Fiscalité des retraites françaises en Andorre : que faut-il savoir avant de s’y installer ?

Fiscalité des retraites françaises en Andorre : que faut-il savoir avant de s’y installer ?

Sommaire

Chaque année, de plus en plus de retraités français envisagent de s’installer en Andorre, attirés par une fiscalité plus légère et un cadre de vie paisible. Mais s’installer dans la Principauté ne devrait pas s’improviser. Entre règles fiscales précises, conditions de résidence strictes et réalités du quotidien, il est nécessaire de connaître les règles du jeu avant de faire ses valises. Avant de franchir le pas, plusieurs éléments méritent d’être examinés.

Comment est imposée la pension de retraite en Andorre ?

La question centrale pour tout futur résident concerne le lieu d’imposition de sa pension. La réponse dépend avant tout du type de retraite perçue.

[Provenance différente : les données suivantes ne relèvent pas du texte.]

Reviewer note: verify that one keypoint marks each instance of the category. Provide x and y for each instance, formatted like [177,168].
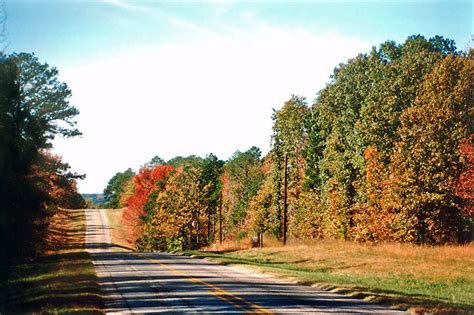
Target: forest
[384,153]
[34,182]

La convention fiscale entre la France et Andorre

Une convention fiscale signée entre la France et Andorre en 2013 encadre la répartition du droit d’imposer. Son objectif est de déterminer quel État est habilité à imposer chaque catégorie de revenus. Pour approfondir les démarches liées à l’installation, cet article qui parle de vivre en Andorre à la retraite détaille plusieurs aspects pratiques complémentaires à connaître avant le départ.

Les cas des pensions publiques et privées

Les pensions versées au titre d’un emploi dans le secteur public français (fonction publique d’État, hospitalière ou territoriale) restent en général imposables en France, même une fois résident en Andorre. À l’inverse, les pensions du régime général, des caisses complémentaires (Agirc-Arrco) ou d’un ancien emploi dans le secteur privé sont généralement imposables en Andorre, où le taux d’imposition sur le revenu est nettement plus faible qu’en France.

En pratique, cette différence peut avoir un impact important sur le montant réellement perçu chaque mois. Il est donc essentiel de vérifier l’origine exacte de sa pension avant toute projection financière.

Les conditions à remplir pour devenir résident fiscal andorran

Pour relever du régime fiscal andorran, il ne suffit pas de posséder une adresse dans la Principauté. Ce statut répond à des critères précis, contrôlés par les autorités fiscales compétentes.

La résidence effective et la règle des 183 jours

La présence de plus de 183 jours constitue l’un des principaux critères de résidence fiscale, mais elle n’est pas le seul. Cette présence effective est vérifiable, et son non-respect peut entraîner une requalification fiscale par l’administration fiscale, avec rappel d’impôts à la clé. Le centre des intérêts économiques et familiaux doit également être transféré en Andorre, ce qui implique souvent de couper certains liens administratifs avec la France.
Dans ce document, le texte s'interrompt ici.